Весь январь Алиса и Йохим жили вместе, расставаясь лишь на то время, когда доктору надо было находиться в клинике. В эти недели Динстлер был на взлете — Леже уже не сомневался, что нашел клад и удвоил ему жалованье. Но чем большего добивался Йохим как хирург, тем меньше был доволен достигнутым. В феврале он трижды «поправлял» лицо Алисы, пытаясь довести его до совершенства, но, увы, вмешательство человека все же было заметно. Здоровая, неповрежденная часть лица Алисы — эталонный образец — была упреком Йохиму, вызовом, казнью.
— Не могу! Ни душой своей, переполненной силой любви, ни руками, так старающимися совершить чудо — не могу! — сокрушался он.
— Оставь ты это, Ехи. Все очень здорово — никто не смог бы добиться большего, — успокаивала его Алиса.
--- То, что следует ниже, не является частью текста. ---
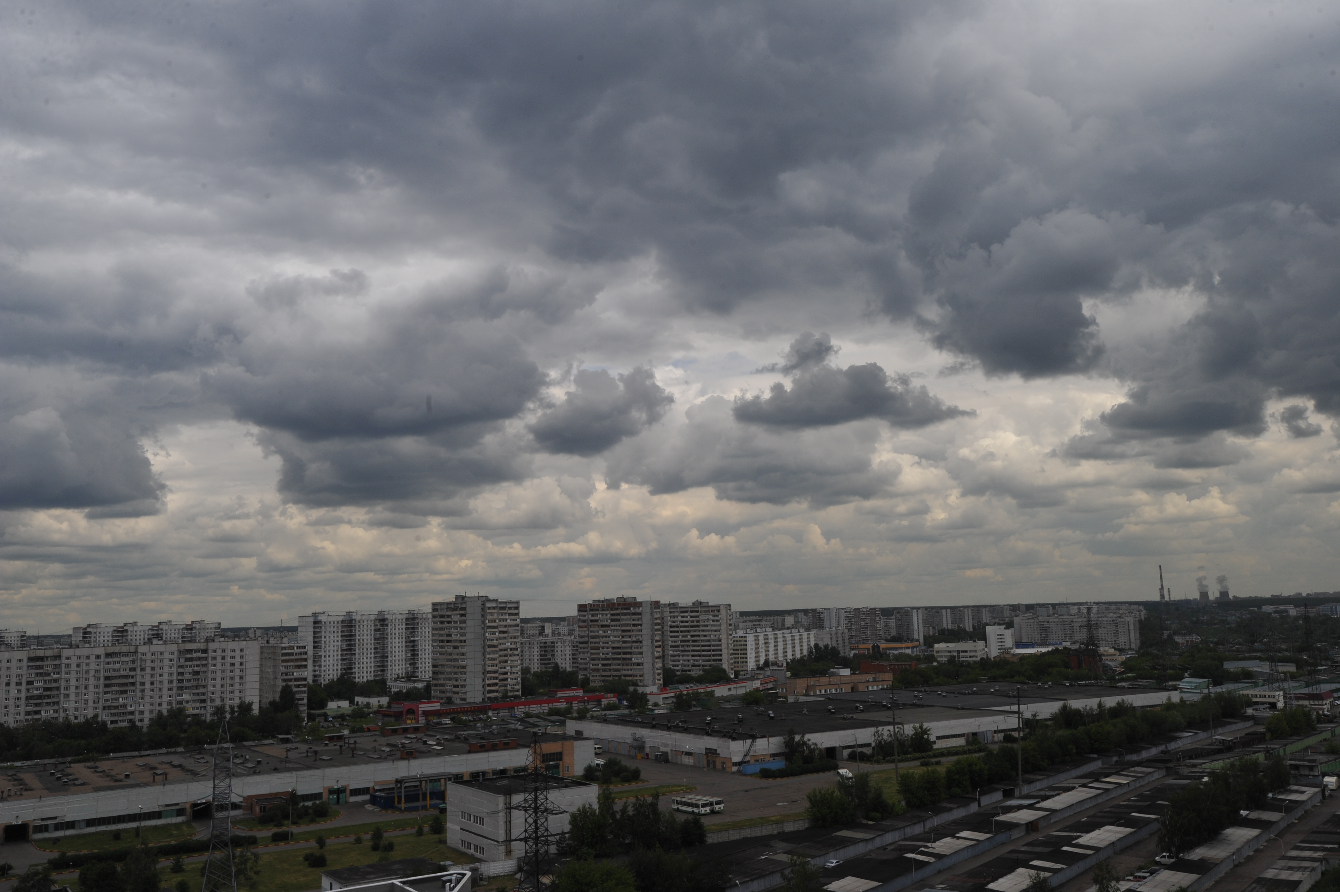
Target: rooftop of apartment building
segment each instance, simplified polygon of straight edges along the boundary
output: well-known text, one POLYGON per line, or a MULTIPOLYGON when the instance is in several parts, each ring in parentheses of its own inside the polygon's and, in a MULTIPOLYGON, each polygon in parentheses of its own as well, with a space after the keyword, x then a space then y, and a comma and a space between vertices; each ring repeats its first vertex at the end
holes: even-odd
MULTIPOLYGON (((842 676, 855 677, 855 676, 842 676)), ((922 688, 896 688, 891 692, 898 698, 898 707, 941 706, 951 710, 1000 710, 1021 702, 1056 703, 1101 699, 1108 704, 1128 699, 1138 693, 1170 693, 1163 688, 1115 688, 1101 684, 1013 684, 990 681, 980 684, 938 684, 922 688), (1018 692, 1018 693, 1016 693, 1018 692), (921 696, 917 696, 921 695, 921 696)), ((854 703, 887 703, 888 691, 855 693, 831 693, 824 699, 848 700, 854 703)))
Алиса отказалась от дальнейших экспериментов и они основа поселились на «площади Рыцаря», чувствуя, что становятся патологически неразлучны. Они были беспредельно счастливы, а для этого счастья было необходимо лишь одно — ощущать присутствие друг друга. Они много говорили. Теперь стало ясно, что все, накопленное за жизнь — все впечатления, мелочи, размышления — все боли и радости — прятались и береглись в душе для этого момента — их совместного обсуждения и обдумывания. Йохим снова рос и взрослел, блуждал и терялся на жизненных тропах — но вместе с Алисой, вместе с той половиной своей души, недостачу которой он так мучительно ощущал. И Алиса — вся-вся целиком, с тем, что боялась мысленно касаться сама, со своими ранами, сомнениями, болью и радостями, явилась Йохиму, чтобы уже никогда не быть растерянной, покинутой — не быть одинокой.
Странно, а ведь всего несколько месяцев назад она покидала санаторий и Йохима, не предполагая когда-либо вернуться. Она отправилась в путешествие с тем, кого любила и продолжала любить.
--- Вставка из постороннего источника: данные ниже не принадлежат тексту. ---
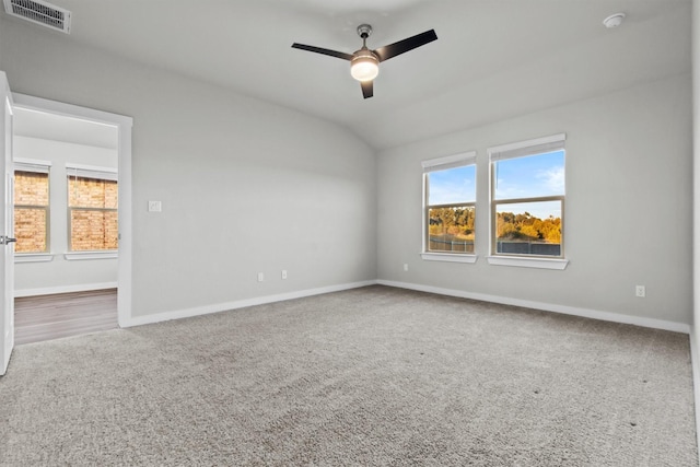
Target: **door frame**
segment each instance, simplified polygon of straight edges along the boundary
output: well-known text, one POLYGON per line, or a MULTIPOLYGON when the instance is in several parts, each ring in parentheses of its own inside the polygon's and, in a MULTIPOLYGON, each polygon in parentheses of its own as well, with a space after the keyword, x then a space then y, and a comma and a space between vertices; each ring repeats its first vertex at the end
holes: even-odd
POLYGON ((131 127, 133 119, 124 115, 81 107, 26 94, 12 93, 14 107, 44 112, 65 117, 80 118, 113 125, 118 129, 119 172, 119 259, 117 269, 117 319, 119 327, 131 320, 131 264, 132 264, 132 211, 131 211, 131 127))

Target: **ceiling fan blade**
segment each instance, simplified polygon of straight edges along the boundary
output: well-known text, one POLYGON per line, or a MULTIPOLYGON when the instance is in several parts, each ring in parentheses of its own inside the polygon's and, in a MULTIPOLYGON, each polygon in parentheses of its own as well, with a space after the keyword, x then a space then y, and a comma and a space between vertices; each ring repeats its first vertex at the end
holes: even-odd
POLYGON ((362 95, 364 98, 374 95, 374 81, 360 81, 360 85, 362 86, 362 95))
POLYGON ((330 49, 327 49, 327 48, 307 46, 307 45, 304 45, 304 44, 296 44, 296 43, 292 44, 292 48, 299 48, 299 49, 302 49, 302 50, 315 51, 316 54, 323 54, 323 55, 328 55, 330 57, 342 58, 343 60, 352 60, 352 55, 346 54, 343 51, 336 51, 336 50, 330 50, 330 49))
POLYGON ((424 46, 425 44, 432 43, 433 40, 438 40, 438 34, 435 34, 435 30, 430 30, 407 39, 380 47, 378 49, 374 50, 374 52, 377 57, 380 57, 380 61, 384 61, 420 46, 424 46))

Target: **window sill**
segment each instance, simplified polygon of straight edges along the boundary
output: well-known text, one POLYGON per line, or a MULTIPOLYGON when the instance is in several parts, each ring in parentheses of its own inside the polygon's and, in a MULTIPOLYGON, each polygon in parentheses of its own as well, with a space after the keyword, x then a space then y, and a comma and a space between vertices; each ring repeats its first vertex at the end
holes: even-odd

— Мы с Луккой были хорошей парой. Нам надо было выждать год и мы назначили свадьбу на май. Май нынешнего года. Почти месяц Лукка возил меня по курортам, где только солнце и море, где я загорела почти как мулатка и научилась заправски плясать румбу и самбо. Ему удалось вытянуть меня из притягательной бездны безумия, куда я начинала, наверное, потихоньку спускаться. Ни видений, ни страхов нне было — я выздоравливала. И каково же было мое удивление, когда в чудесных напоенных ароматами сумерках, полулежа в плетеном кресле на белой веранде отеля, я услышала мужской голос, раздающийся рядом. Мужчина говорил по-итальянски, а я понимала отлично, хотя и не думала, что настолько знаю этот язык. Оборачиваюсь — никого, только машет зеленым «крылом» банановая пальма. Закрываю глаза и вижу: такая же веранда, сумерки, беседуют двое — мой Лукка и очень пожилой крючконосый господин в черном костюме и прилизанными на косой пробор седыми прядями.